Il compito della Suprema Corte di Cassazione è quello di fornire un’interpretazione uniforme del diritto, di cui deve tener conto il giudice ordinario. Per questo motivo, l’Ordinanza n. 25847/2022 degli Ermellini è destinata ad influire sui diritti dei lavoratori e ad innovare la materia della Cassa integrazione guadagni.
La Cassa integrazione guadagni in deroga è prevista dall’articolo 2, comma 64, della Legge 92/2012. Si tratta, in particolare, di un’ipotesi di sospensione totale o parziale dal lavoro, per la quale è stabilita l’integrazione salariale da parte dello Stato.

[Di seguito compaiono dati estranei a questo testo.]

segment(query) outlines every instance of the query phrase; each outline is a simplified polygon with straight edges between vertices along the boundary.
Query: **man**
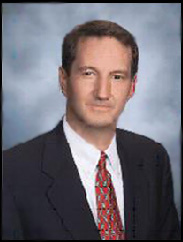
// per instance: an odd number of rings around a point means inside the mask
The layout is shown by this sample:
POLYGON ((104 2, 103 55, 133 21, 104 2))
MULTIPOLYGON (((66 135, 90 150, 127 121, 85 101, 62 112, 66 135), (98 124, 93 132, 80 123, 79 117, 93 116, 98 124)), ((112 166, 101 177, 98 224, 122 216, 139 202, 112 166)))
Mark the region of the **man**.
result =
POLYGON ((135 91, 134 37, 91 21, 65 36, 62 54, 63 120, 4 152, 3 238, 180 239, 167 152, 116 128, 135 91))

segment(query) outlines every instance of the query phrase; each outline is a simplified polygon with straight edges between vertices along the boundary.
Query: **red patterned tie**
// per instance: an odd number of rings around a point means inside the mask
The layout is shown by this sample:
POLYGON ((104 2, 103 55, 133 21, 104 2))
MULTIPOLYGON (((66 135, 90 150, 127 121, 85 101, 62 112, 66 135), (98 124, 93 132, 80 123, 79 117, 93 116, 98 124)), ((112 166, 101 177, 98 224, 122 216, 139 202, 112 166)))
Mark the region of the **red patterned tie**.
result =
POLYGON ((102 151, 95 183, 98 229, 102 240, 124 240, 115 190, 106 169, 106 154, 102 151))

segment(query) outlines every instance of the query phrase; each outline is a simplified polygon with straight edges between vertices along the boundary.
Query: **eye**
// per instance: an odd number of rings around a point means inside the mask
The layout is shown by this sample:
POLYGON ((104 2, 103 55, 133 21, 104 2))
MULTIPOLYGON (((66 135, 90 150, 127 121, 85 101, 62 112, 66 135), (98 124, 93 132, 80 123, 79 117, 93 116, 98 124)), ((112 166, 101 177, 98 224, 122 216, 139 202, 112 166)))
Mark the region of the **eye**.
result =
POLYGON ((122 80, 124 77, 122 75, 113 75, 114 80, 122 80))
POLYGON ((83 75, 84 76, 92 76, 92 75, 95 75, 95 73, 93 71, 85 71, 85 72, 83 72, 83 75))

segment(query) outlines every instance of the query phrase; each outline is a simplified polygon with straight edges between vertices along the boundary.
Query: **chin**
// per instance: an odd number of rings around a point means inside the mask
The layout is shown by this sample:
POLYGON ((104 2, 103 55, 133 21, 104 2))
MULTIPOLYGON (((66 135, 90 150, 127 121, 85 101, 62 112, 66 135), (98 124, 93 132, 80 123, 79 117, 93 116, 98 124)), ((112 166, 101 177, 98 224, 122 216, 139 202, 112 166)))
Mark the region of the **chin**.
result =
POLYGON ((111 117, 85 117, 84 123, 92 128, 107 128, 114 125, 115 121, 111 117))

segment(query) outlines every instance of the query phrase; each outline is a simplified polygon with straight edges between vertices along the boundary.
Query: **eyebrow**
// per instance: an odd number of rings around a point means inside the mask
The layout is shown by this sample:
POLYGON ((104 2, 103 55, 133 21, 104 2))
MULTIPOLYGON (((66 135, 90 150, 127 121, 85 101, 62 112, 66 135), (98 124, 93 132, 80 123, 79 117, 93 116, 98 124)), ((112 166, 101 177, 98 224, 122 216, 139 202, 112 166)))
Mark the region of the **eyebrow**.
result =
MULTIPOLYGON (((93 66, 80 66, 78 68, 79 71, 85 71, 86 69, 92 69, 92 70, 94 70, 96 72, 99 72, 98 69, 96 67, 93 67, 93 66)), ((127 70, 122 70, 122 69, 111 71, 109 74, 111 75, 111 74, 115 74, 115 73, 128 75, 128 71, 127 70)))

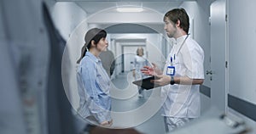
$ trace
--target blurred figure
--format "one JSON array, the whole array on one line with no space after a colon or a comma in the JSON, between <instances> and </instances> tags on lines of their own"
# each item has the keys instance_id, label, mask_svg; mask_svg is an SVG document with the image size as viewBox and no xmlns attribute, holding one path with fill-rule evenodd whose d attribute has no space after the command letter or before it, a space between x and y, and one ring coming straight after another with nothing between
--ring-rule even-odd
<instances>
[{"instance_id":1,"label":"blurred figure","mask_svg":"<svg viewBox=\"0 0 256 134\"><path fill-rule=\"evenodd\" d=\"M148 60L143 57L144 56L144 50L143 47L138 47L137 49L137 55L134 58L134 69L132 70L132 75L135 79L140 80L147 77L144 74L141 72L141 70L143 68L143 66L148 65ZM143 98L143 88L141 87L138 87L138 97Z\"/></svg>"},{"instance_id":2,"label":"blurred figure","mask_svg":"<svg viewBox=\"0 0 256 134\"><path fill-rule=\"evenodd\" d=\"M115 60L113 52L107 47L107 51L101 53L100 59L102 59L103 68L106 70L108 76L111 77L115 68Z\"/></svg>"},{"instance_id":3,"label":"blurred figure","mask_svg":"<svg viewBox=\"0 0 256 134\"><path fill-rule=\"evenodd\" d=\"M108 46L106 36L107 32L98 28L90 29L85 34L85 43L77 62L80 97L78 113L92 124L111 126L110 79L99 58Z\"/></svg>"}]
</instances>

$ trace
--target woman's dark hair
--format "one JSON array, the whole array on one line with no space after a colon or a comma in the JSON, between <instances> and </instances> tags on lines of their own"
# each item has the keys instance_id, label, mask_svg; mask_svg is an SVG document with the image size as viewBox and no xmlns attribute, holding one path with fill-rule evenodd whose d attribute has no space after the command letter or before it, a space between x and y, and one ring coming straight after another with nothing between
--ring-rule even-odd
<instances>
[{"instance_id":1,"label":"woman's dark hair","mask_svg":"<svg viewBox=\"0 0 256 134\"><path fill-rule=\"evenodd\" d=\"M79 64L82 59L85 56L87 49L90 50L91 47L91 41L94 41L96 44L97 44L102 37L107 36L107 31L105 30L93 28L89 30L85 36L84 41L85 43L81 49L81 57L77 61L77 64Z\"/></svg>"},{"instance_id":2,"label":"woman's dark hair","mask_svg":"<svg viewBox=\"0 0 256 134\"><path fill-rule=\"evenodd\" d=\"M187 12L183 8L174 8L171 11L168 11L165 14L165 18L168 18L174 24L177 23L177 20L180 21L180 27L189 33L189 18L187 14Z\"/></svg>"}]
</instances>

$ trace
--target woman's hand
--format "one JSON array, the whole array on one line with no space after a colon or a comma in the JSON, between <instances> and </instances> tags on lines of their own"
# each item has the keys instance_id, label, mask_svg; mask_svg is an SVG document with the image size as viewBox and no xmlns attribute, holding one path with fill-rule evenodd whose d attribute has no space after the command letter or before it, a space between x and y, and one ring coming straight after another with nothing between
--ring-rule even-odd
<instances>
[{"instance_id":1,"label":"woman's hand","mask_svg":"<svg viewBox=\"0 0 256 134\"><path fill-rule=\"evenodd\" d=\"M113 120L111 120L110 121L103 121L100 124L101 126L104 126L104 127L110 127L113 125Z\"/></svg>"},{"instance_id":2,"label":"woman's hand","mask_svg":"<svg viewBox=\"0 0 256 134\"><path fill-rule=\"evenodd\" d=\"M160 86L165 86L170 84L171 81L171 76L170 75L155 75L157 79L155 80L151 80L150 81L160 85Z\"/></svg>"}]
</instances>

Questo vuol dire che, nel periodo di Cassa integrazione guadagni in deroga, il lavoratore non svolge attività lavorativa, ma percepisce lo stesso la retribuzione.
Ma che effetti produce tale meccanismo sulla maturazione del TFR? Analizziamo l’orientamento della Cassazione e scopriamo le ragioni che hanno portato ad una simile decisione.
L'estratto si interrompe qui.